Il giovane Löb Strauß intuisce che un prodotto del genere possa piacere agli americani. Sono gli anni della corsa all’oro e c’è bisogno di vestire gli uomini che lavorano nelle miniere. Apre un piccolo negozio a San Francisco, diviene cittadino statunitense e si cambia nome, americanizzandolo in Levi Strauss. Muta anche il nome della stoffa che aveva portato al di là dell’Oceano: “Bleu de Gênes” diventa “Blue Jeans”, mentre “De Nimes” cambia in “Denim”. Per cucire i suoi pantaloni Levi Strauss si rivolge a un sarto, tale Jacob Davis, il quale ha un’idea fulminante: inserire dei rivetti in rame ai bordi delle tasche per rendere più duraturi i punti di maggiore stress del tessuto. Dopo un anno di esperimenti, il 20 maggio 1873 (giusto 150 anni fa) i due brevettano la loro idea con il numero di repertorio 139. È la nascita di un mito del nostro tempo.

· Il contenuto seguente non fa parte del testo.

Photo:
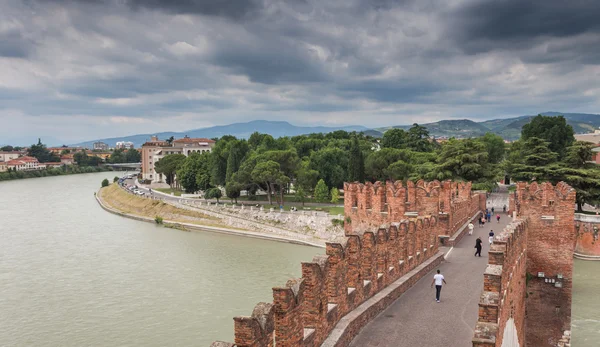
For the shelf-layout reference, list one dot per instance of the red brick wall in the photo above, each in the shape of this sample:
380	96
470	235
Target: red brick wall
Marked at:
542	241
504	287
370	205
305	310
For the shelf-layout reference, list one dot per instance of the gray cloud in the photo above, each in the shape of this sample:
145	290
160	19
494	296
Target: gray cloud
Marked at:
132	65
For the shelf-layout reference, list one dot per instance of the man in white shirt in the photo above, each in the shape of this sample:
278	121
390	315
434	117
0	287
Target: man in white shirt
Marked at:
438	280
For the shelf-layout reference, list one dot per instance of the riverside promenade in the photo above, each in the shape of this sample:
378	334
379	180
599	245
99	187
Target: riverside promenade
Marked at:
415	319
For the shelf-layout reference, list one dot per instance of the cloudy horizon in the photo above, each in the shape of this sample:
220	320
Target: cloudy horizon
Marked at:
77	70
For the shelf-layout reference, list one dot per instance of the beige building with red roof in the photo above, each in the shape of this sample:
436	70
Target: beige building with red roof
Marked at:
155	149
24	164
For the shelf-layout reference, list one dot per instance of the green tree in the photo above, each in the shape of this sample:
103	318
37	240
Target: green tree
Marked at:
300	195
117	157
394	138
269	173
579	154
331	163
237	152
306	178
213	193
133	156
232	190
335	195
321	191
194	166
553	130
495	147
356	163
168	166
465	159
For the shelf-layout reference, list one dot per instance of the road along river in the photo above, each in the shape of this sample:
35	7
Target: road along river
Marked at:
72	274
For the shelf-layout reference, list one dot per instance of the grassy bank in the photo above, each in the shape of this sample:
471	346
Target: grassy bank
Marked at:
69	170
118	199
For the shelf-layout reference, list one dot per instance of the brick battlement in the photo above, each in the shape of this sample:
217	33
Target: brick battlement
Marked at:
305	310
370	205
528	281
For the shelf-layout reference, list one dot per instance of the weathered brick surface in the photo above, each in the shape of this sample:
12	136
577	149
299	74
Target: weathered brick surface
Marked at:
540	241
368	260
370	205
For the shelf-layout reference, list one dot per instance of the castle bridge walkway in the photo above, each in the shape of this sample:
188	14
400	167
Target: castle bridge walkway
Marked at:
415	319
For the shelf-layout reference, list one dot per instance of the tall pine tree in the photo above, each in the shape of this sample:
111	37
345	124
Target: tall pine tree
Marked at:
356	162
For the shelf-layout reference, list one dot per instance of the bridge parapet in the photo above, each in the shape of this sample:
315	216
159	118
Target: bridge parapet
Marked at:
306	310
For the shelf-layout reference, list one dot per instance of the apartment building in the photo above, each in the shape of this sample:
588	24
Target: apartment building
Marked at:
155	149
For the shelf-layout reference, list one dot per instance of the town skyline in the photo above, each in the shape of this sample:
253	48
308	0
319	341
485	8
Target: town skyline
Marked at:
80	70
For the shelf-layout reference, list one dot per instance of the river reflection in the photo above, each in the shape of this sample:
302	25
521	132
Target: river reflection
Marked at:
586	306
72	274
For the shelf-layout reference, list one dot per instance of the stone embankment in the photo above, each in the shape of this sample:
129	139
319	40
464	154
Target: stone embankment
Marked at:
192	215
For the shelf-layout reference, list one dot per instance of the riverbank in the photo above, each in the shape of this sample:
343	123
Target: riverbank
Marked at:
115	200
70	170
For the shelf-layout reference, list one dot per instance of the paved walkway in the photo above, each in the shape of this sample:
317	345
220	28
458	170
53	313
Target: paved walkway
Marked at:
415	319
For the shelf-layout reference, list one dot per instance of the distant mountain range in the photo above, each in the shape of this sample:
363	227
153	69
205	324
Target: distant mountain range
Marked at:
239	130
508	128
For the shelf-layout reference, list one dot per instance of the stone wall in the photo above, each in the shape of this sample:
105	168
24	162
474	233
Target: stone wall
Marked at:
504	288
528	281
305	310
371	205
550	244
588	236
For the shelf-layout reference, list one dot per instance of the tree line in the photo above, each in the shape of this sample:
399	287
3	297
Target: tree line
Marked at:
317	165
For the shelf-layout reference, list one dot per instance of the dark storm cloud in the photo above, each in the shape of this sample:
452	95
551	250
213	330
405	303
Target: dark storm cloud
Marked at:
14	45
346	61
480	26
234	9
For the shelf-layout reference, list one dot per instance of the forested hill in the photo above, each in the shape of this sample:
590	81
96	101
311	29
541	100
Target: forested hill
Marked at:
508	128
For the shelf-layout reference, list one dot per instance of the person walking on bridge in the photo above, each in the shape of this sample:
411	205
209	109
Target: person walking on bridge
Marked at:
438	280
478	243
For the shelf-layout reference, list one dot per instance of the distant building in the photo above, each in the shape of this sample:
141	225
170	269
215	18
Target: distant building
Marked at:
100	146
59	150
66	159
50	165
24	164
155	149
124	145
6	156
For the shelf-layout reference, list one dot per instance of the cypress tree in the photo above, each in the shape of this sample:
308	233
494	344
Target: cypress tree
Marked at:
356	162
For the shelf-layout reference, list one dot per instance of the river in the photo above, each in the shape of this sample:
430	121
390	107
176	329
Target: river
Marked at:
72	274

Da indumento da lavoro il jeans diviene icona. John Wayne lo rende il capo per eccellenza del cowboy mentre James Dean e Marlon Brando ne fanno il simbolo della ribellione giovanile. A metà degli anni Settanta Calvin Klein lo porta per la prima volta in passerella e, da lì in poi, anche l’alta moda inizia a produrlo in massa. Da noi un giovane Oliviero Toscani realizza nel 1973 una campagna per la marca Jesus nella quale un fondoschiena femminile con indosso un paio di short campeggia sui manifesti con la scritta «Chi mi ama mi segua», scatenando l’ira funesta del Vaticano. Il jeans entrerà in qualche modo anche nella cronaca politica. Come nel caso del socialista Bettino Craxi il quale, recatosi al Quirinale per ricevere l’incarico di formare il governo, si presenta indossando un paio di jeans sotto la giacca e la cravatta, guadagnandosi così dal presidente Sandro Pertini un invito secco: «Vai a vestirti». O come nel caso di un acceso dibattito parlamentare su una incredibile sentenza in base alla quale una donna che indossava i celebri pantaloni blu non poteva essere considerata vittima di stupro.
Sia come sia, in 150 anni quel pezzo di stoffa partito da Genova ha segnato il nostro tempo, regalandoci una splendida metafora: quella di un potenziale straccio capace invece di cambiare la propria forma sino a diventare un simbolo celebrato ovunque. Meglio che nelle favole.